The problem/fun-part of this philosophy is that you see the inside of a lot of public restrooms. Restrooms with used toilet paper everywhere but the toilet. Restrooms with sinks that dispense different colored liquids depending on which way you turn the handle. Restrooms with graffiti. I’ve always found restroom graffiti interesting. In my old composition notebook (that I lost and cried about) I had written down the phone numbers of over twenty people who could either give be a blow job, a hand job, or a good time. I also like the conversations that occur on the stall wall. Nobody ever comes back to the same bathroom to continue your conversation so you have to be willing to accept that someone else might take up your cause and argue it for you later. If you want to assert that Michelle Obama is a slut, you better be comfortable with the fact that someone may disagree and a stupider person with less ability to spell might try to support your claim therefore making you look stupid by graffiti association.
This Subway restaurant was different.
My favorite graffiti that I ever saw was at my old high school when I went back to teach. In the boys bathroom was a large mirror with a wooden plank above it saying: “Look who can get AIDS.” Someone responded: “Not me I’m not a faggot.” to which a long a detailed argument against this young boy’s homophobia was carved into the wood. It was a near paragraph long explanation with nuance, finesse, and the jolty hand writing of a person carving into wood with a key.

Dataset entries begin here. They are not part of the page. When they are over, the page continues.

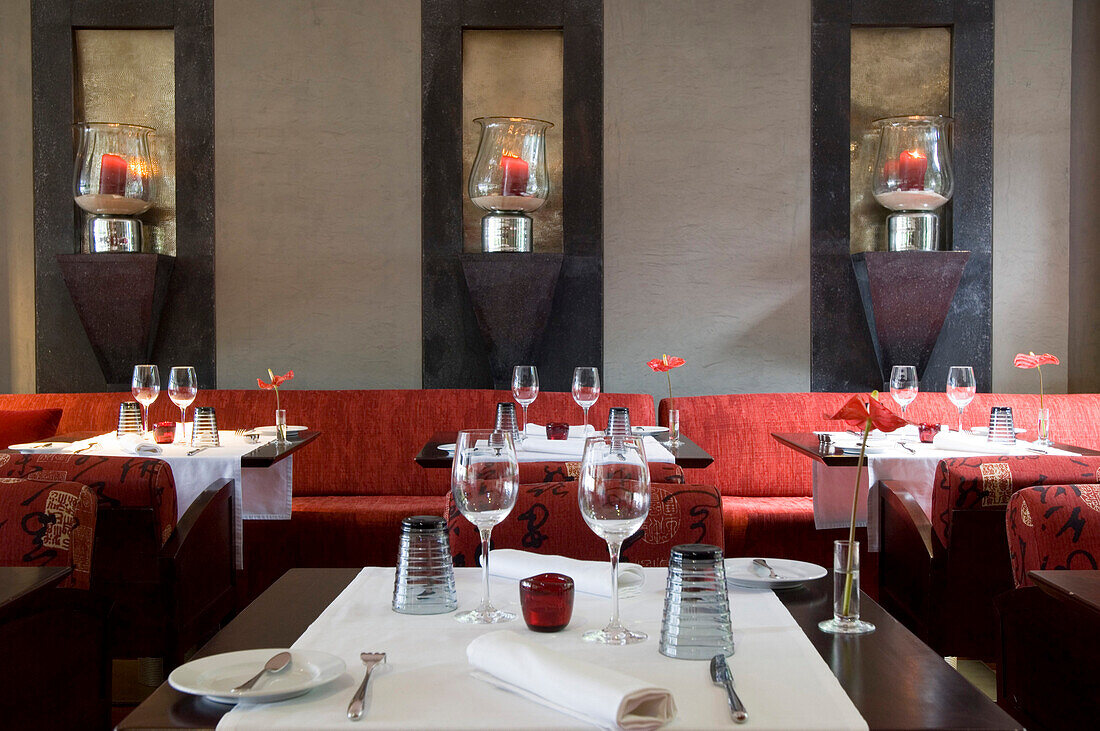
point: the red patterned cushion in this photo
(28, 425)
(985, 482)
(547, 519)
(1054, 527)
(117, 482)
(47, 523)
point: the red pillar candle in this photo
(516, 173)
(912, 166)
(112, 175)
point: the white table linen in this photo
(427, 680)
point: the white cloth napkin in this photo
(134, 444)
(597, 695)
(589, 576)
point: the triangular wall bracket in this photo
(906, 297)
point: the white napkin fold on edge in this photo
(134, 444)
(589, 576)
(586, 691)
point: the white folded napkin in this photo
(596, 695)
(134, 444)
(589, 576)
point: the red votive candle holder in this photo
(547, 600)
(164, 432)
(557, 430)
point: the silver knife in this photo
(721, 675)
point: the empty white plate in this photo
(743, 572)
(215, 676)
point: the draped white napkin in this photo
(589, 576)
(590, 693)
(134, 444)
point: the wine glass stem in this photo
(613, 549)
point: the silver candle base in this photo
(506, 231)
(113, 234)
(913, 231)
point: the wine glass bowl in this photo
(183, 388)
(484, 482)
(525, 389)
(903, 386)
(585, 389)
(145, 386)
(613, 493)
(960, 388)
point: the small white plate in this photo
(40, 447)
(741, 572)
(215, 676)
(270, 431)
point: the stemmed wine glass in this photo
(485, 479)
(525, 389)
(585, 389)
(903, 386)
(183, 388)
(145, 386)
(614, 496)
(960, 388)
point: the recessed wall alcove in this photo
(457, 349)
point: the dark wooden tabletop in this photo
(1073, 586)
(689, 454)
(807, 444)
(894, 680)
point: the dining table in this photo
(889, 677)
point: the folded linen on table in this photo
(586, 691)
(589, 576)
(134, 444)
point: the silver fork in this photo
(370, 658)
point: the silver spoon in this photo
(277, 663)
(763, 564)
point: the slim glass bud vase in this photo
(846, 591)
(281, 427)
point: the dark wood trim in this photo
(454, 355)
(843, 355)
(64, 358)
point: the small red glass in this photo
(927, 432)
(164, 432)
(547, 600)
(557, 430)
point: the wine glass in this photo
(614, 496)
(903, 386)
(485, 479)
(525, 389)
(585, 389)
(145, 386)
(183, 388)
(960, 388)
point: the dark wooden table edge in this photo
(431, 457)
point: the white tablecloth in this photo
(890, 462)
(426, 682)
(259, 494)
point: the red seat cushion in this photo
(28, 425)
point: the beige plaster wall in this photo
(706, 194)
(317, 115)
(1031, 189)
(17, 191)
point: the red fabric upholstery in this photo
(47, 523)
(117, 482)
(1054, 527)
(548, 520)
(987, 482)
(28, 425)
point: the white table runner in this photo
(915, 473)
(426, 682)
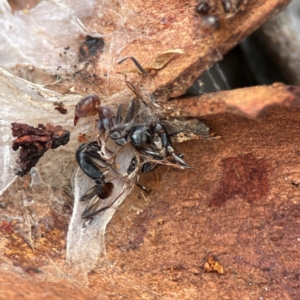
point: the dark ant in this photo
(150, 142)
(90, 162)
(212, 10)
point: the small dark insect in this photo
(150, 144)
(90, 162)
(92, 46)
(212, 11)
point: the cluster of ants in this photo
(150, 141)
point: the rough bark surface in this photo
(239, 207)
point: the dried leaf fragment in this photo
(34, 142)
(213, 266)
(164, 58)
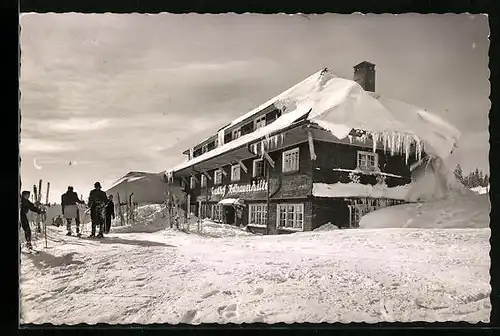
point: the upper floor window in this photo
(367, 161)
(260, 122)
(291, 160)
(290, 216)
(218, 177)
(235, 172)
(236, 133)
(258, 168)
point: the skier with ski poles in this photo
(26, 206)
(97, 204)
(110, 213)
(69, 205)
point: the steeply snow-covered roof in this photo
(340, 105)
(305, 84)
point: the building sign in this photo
(244, 188)
(221, 190)
(240, 188)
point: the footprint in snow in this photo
(228, 311)
(209, 294)
(258, 291)
(188, 316)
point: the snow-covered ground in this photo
(169, 276)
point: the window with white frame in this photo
(260, 122)
(367, 161)
(203, 210)
(290, 216)
(258, 168)
(236, 134)
(217, 212)
(218, 177)
(257, 214)
(291, 160)
(235, 172)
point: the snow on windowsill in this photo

The next person responded: “I can’t either because I’m a pickle.” To which someone else exclaimed: “I love pickles!”
This was what I thought restroom graffiti should be; prejudiced statements that were responded to with contextually unfit eloquence followed up by absurdity.
That was what I thought until I went into Subway.
Above the sink was written: “Be Happy.” Unable to understand the command another voice chimed in: “How?” To which a follow-up was written by another bathroom soul in agreement with the first author: “Smile.” Uplifting bathroom graffiti is an untapped art. Down and to the right was a sentence written with a sharpie: “Life is short. Have fun, but be careful.” Correctly punctuated, conservatively joyous, and written with bathroom graffiti handwriting. Up and to the right was the third thing thought worthwhile to say on the wall of a public peeing area: “Life Rocks.”